NJORD Estonia: What can we expect when 5G enters our daily lives?
What is 5G?
The 2000s brought 4G technology to consumers, which permitted the seamless use of smartphones and tablets. The 2020s will bring 5G technology allowing for a better and faster connection. With 5G more devices will be connected, enabling the Internet of Things (IoT) and powering higher definition videos, self-autonomous vehicles, and augmented reality.
The main difference from 4G technology is that 5G uses lower frequency bands. To have an idea of the magnitude, 20-25 GHz has been considered the limit for usability for mobile networks. 5G aims to use radio bands between 30GHz and 300GHz.
In practical terms, using such magnitude of frequency bands gives 5G the possibility to reach a speed of 20GB per second (20 times faster than 4G at 1GB per second). These numbers are achieved at peak speed, meaning that they can only be achieved under perfect connectivity conditions and with advanced software and hardware. Real life numbers are considerably lower. However, the factor of 20 is still applicable.
Perhaps more surprising is the fact that 5G technology is 10 times faster than fiber optic cable connection, which leads to the possibility of 5G replacing home Wi-Fi connection in the future.
Possible legal problems arising from 5G
Enabling more devices to be connected to the network means more and higher risks of cybersecurity. The digitalization that comes attached to 5G gives more points of entry and therefore more chances for hackers to find a weak link and access the network. Medical and other private data can be stolen. Interference in IoT communications might lead to hacking of the self-driving vehicles.

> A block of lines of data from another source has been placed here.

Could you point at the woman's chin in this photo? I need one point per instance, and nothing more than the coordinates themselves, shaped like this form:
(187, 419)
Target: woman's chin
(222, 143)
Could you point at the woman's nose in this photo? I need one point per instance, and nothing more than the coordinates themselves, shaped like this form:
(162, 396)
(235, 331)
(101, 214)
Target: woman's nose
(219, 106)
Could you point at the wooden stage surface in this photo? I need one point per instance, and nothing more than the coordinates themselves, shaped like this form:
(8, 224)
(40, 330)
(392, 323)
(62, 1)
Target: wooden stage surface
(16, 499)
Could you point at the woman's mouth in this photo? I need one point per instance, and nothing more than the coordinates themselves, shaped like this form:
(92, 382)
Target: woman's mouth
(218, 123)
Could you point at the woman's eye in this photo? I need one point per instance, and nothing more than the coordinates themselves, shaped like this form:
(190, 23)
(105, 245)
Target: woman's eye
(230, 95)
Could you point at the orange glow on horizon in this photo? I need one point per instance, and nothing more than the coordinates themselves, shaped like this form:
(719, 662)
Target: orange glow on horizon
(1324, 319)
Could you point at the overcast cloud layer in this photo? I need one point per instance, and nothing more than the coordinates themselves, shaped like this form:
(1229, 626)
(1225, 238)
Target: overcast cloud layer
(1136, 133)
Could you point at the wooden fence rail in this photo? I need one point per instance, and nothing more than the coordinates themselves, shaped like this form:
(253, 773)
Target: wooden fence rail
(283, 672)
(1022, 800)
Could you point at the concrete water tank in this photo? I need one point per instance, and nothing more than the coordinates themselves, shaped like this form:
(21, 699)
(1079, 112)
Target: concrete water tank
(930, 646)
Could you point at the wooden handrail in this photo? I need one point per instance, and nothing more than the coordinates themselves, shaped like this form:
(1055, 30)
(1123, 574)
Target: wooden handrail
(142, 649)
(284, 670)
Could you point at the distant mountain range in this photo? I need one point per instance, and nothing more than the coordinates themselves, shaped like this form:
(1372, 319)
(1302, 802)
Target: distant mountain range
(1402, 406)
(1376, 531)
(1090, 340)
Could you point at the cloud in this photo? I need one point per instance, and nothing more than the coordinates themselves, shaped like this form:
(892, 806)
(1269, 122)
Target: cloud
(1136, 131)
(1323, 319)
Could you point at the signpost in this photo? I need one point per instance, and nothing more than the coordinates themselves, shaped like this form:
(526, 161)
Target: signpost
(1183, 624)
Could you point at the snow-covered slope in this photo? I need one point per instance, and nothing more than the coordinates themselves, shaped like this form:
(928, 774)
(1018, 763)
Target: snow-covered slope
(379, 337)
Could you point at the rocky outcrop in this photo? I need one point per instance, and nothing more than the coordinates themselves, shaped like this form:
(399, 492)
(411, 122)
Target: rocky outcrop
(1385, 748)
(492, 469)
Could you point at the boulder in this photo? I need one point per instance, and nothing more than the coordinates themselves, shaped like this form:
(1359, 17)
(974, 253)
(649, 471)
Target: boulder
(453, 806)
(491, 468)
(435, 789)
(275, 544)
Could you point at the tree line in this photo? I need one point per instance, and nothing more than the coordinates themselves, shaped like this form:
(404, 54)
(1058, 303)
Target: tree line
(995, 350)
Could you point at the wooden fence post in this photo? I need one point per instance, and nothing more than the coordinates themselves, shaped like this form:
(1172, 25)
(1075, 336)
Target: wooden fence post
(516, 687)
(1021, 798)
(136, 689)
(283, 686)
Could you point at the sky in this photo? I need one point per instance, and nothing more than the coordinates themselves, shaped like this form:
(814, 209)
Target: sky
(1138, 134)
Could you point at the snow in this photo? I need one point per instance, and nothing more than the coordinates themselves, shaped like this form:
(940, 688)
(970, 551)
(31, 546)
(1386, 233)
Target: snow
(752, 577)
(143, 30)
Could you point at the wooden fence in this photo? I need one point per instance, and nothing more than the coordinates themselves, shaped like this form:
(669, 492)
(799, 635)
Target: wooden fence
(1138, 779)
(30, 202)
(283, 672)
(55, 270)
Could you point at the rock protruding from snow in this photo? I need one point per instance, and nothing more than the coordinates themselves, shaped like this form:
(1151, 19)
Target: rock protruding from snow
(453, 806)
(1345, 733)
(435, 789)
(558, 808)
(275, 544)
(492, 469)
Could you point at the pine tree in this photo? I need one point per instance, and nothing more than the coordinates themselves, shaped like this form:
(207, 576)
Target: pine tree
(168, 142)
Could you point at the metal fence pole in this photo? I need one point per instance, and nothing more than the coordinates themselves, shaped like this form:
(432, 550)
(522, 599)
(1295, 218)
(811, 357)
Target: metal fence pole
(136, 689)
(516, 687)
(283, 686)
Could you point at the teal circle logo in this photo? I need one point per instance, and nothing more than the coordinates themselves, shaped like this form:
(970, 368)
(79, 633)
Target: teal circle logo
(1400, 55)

Identity theft and the spreading of malware are other associated risks.
The cybersecurity risk leads to another legal issue (maybe the most talked about when it comes to new technologies) that can also have contractual or other sources: liability. In the event of non-performance of 5G, e.g. if an error of communication occurs during autonomous driving that leads to an accident, more than one entity might be liable, but depending on the circumstances, it might be difficult to determine them.
A completely different legal problem can originate from the fact that 5G requires small radios/antennas being placed all over the city instead of the current mobile communication antennas. The placement of those small “boxes” can raise property abuses, city planning disturbances or others.
Finally, there is the 5G vs Net Neutrality conflict. Network slicing is possible via 5G and consists, in a simple way, of the internet at different speeds. Net Neutrality is at risk because ISPs (internet service providers) might start deciding which application is transmitted through each “slice” and charging consumers accordingly.
The European Commission was called to take the necessary steps to support the 5G roadmap, that was planned during the Estonian presidency of the Council of the European Union.
In 2018, Directive 2018/1972 establishing the European Electronic Communications Code was adopted. This directive includes the goal of harmonising the 5G wireless communications network between the Member States.
The next steps are:
2019 – Technical harmonization of spectrum bands and the coordinated introduction of 5G.
2020 – European Electronic Communications Code transposed to national law by 21 December.
2020 – 5G in at least one city per member state.
2025 – Gigabit Society – 5G in major cities and major transport routes.